Bezos’ Blue Origin launches huge rocket for milestone Mars mission
In a remarkable first, Jeff Bezos’ company successfully recovered the New Glenn booster, matching the cost-saving achievement by rival SpaceX

Blue Origin launched its huge New Glenn rocket on Thursday with a pair of Nasa spacecraft destined for Mars.
It was only the second flight of the rocket that Jeff Bezos’ company and Nasa were counting on to get people and supplies to the moon - and it was a complete success.

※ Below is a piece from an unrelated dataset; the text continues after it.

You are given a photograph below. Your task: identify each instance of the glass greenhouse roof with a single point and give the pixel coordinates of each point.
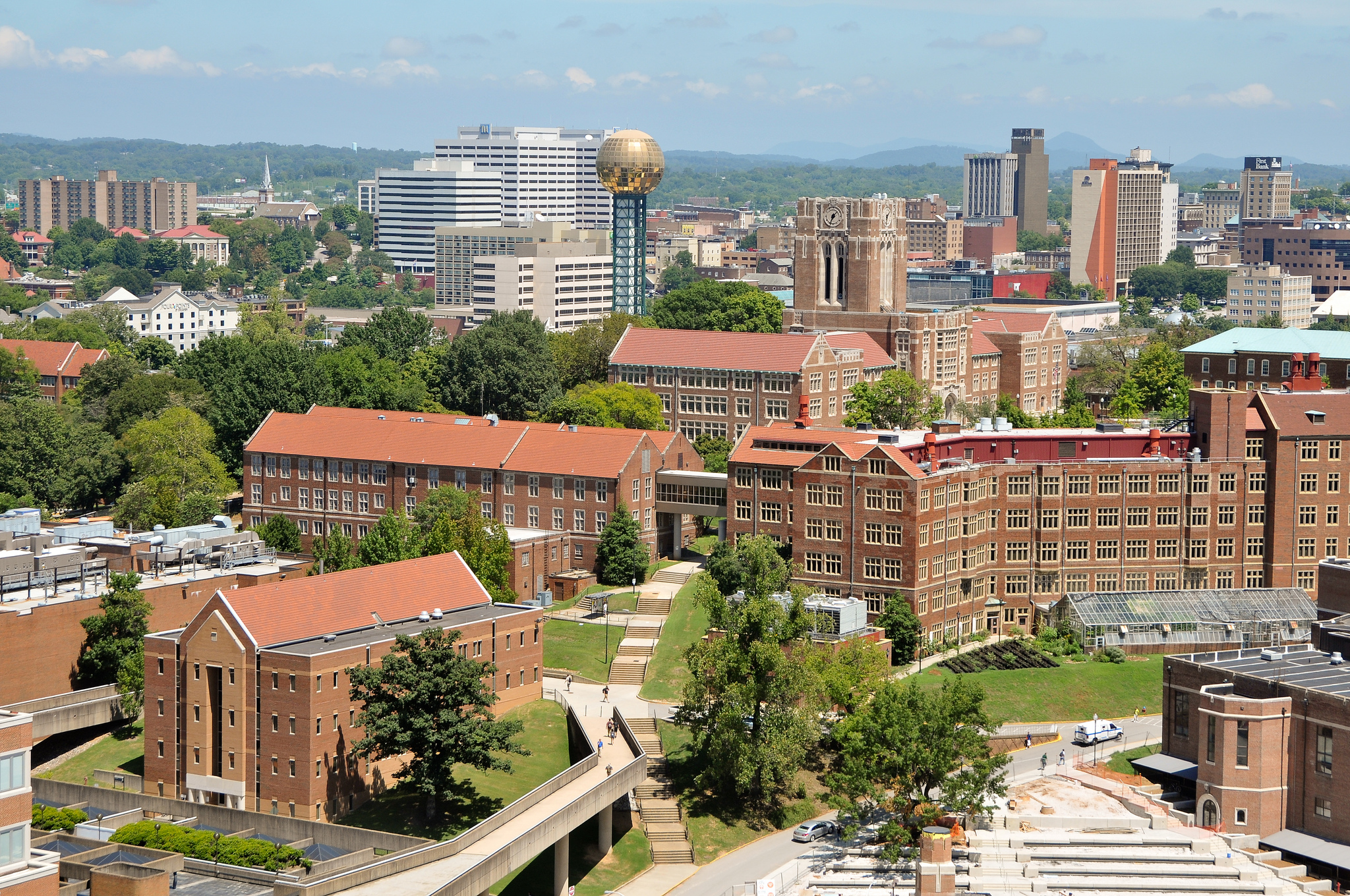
(1240, 605)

The almost 100-metre New Glenn blasted into the afternoon sky from Cape Canaveral Space Force Station, sending Nasa’s twin Mars orbiters on a drawn-out journey to the red planet. Lift-off was stalled four days by lousy local weather as well as solar storms strong enough to paint the skies with auroras as far south as Florida.
In a remarkable first, Blue Origin recovered the booster following its separation from the upper stage and the Mars orbiters, an essential step to recycle and slash costs similar to SpaceX. Company employees cheered wildly as the booster landed upright on a barge 600km (375 miles) offshore. An ecstatic Bezos watched the action from Launch Control.
“Next stop, moon!” employees chanted following the booster’s bull’s-eye landing. Twenty minutes later, the rocket’s upper stage deployed the two Mars orbiters in space, the mission’s main objective. Congratulations poured in from Nasa officials as well as SpaceX’s Elon Musk, whose booster landings were routine.
New Glenn’s inaugural test flight in January delivered a prototype satellite to orbit, but failed to land the booster on its floating platform in the Atlantic.